ONNX Benchmarks#
Shows the list of benchmarks implemented the Examples Gallery.
CPU#
plot_optim_tree_ensemble#
See TreeEnsemble optimization.
This packages implements a custom kernel for
TreeEnsembleRegressor and TreeEnsembleClassifier
and let the users choose the parallelization parameters.
This scripts tries many values to select the best one
for trees trains with scikit-learn and a
sklearn.ensemble.RandomForestRegressor
.
CUDA#
These tests only works if they are run a computer with CUDA enabled.
plot_bench_gemm_f8#
See Measuring Gemm performance with different input and output tests.
The script checks the speed of cublasLtMatmul for various types and dimensions on square matricies. The code is implementation in C++ and does not involve onnxruntime. It checks configurations implemented in cuda_gemm.cu.
- onnx_extended.validation.cuda.cuda_example_py.gemm_benchmark_test(test: int = 0, N: int = 10, m: int = 16, n: int = 16, k: int = 16, lda: int = 16, ldb: int = 16, ldd: int = 16) Dict[str, float] #
Benchmark Gemm on CUDA:param vect: array :param test: a test configuration (int) :param N: number of repetitions :param m: dimensions of the matrices :param n: dimensions of the matrices :param k: dimensions of the matrices :param lda: leading dimension of A :param ldb: leading dimension of B :param ldd: leading dimension of the result :return: metrics in a dictionary
plot_bench_gemm_ort#
See Measuring performance about Gemm with onnxruntime.

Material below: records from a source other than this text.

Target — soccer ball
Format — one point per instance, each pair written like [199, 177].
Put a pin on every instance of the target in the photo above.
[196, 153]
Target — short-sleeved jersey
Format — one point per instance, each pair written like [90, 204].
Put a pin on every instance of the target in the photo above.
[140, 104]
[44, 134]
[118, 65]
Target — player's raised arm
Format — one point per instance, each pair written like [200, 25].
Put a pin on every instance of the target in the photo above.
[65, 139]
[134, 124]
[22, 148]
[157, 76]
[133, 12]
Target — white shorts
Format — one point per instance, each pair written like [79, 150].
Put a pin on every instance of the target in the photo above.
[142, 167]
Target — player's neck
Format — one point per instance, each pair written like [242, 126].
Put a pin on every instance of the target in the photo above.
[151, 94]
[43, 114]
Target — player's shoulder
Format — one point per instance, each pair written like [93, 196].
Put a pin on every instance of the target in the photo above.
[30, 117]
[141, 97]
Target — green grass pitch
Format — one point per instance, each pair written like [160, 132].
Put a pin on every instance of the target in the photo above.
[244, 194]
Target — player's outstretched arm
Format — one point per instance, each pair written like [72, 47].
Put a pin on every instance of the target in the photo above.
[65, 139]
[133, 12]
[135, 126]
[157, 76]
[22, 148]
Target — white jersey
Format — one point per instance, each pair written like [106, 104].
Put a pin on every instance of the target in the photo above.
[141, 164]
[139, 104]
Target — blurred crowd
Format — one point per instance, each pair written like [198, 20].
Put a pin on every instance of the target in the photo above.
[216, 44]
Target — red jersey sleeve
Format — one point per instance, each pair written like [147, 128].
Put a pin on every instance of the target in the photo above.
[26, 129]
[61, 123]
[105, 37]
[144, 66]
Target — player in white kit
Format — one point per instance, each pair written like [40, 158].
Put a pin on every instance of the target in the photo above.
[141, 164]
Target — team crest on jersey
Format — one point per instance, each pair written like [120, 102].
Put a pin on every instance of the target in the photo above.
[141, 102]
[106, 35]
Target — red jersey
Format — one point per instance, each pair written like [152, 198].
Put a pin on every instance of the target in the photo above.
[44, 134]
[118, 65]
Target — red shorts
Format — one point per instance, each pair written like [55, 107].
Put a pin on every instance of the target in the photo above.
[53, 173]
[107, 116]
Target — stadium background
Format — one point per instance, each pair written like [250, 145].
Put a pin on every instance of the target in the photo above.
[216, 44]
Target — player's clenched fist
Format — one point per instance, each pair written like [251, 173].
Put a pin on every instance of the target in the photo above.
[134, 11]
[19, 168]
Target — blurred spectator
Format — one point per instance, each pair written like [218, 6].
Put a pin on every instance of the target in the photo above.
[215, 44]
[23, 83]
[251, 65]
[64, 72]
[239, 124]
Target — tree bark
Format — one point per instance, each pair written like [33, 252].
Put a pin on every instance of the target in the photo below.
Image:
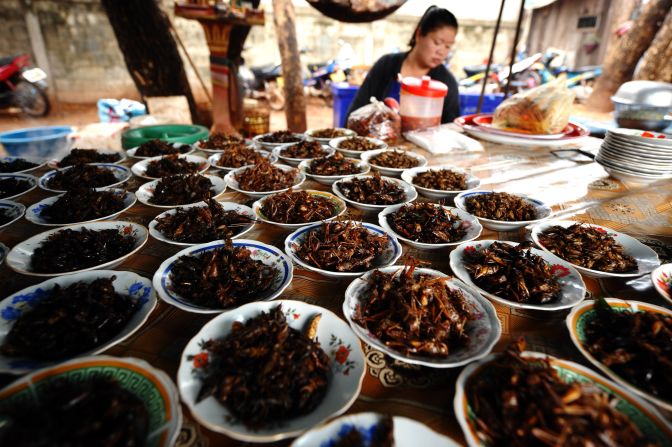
[150, 52]
[657, 57]
[295, 105]
[621, 60]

The script checks the speed of cublasLtMatmul with a custom operator for onnxruntime and implemented in custom_gemm.cu.
plot_profile_gemm_ort#
See Profiles a simple onnx graph including a singleGemm.

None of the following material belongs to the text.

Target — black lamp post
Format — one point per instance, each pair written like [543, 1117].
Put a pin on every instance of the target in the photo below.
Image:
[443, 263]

The benchmark profiles the execution of Gemm for different types and configuration. That includes a custom operator only available on CUDA calling function cublasLtMatmul.
No specific provider#
plot_bench_cypy_ort#
See Measuring onnxruntime performance against a cython binding.
The python package for onnxruntime is implemented with pybind11. It is less efficient than cython which makes direct calls to the Python C API. The benchmark evaluates that cost.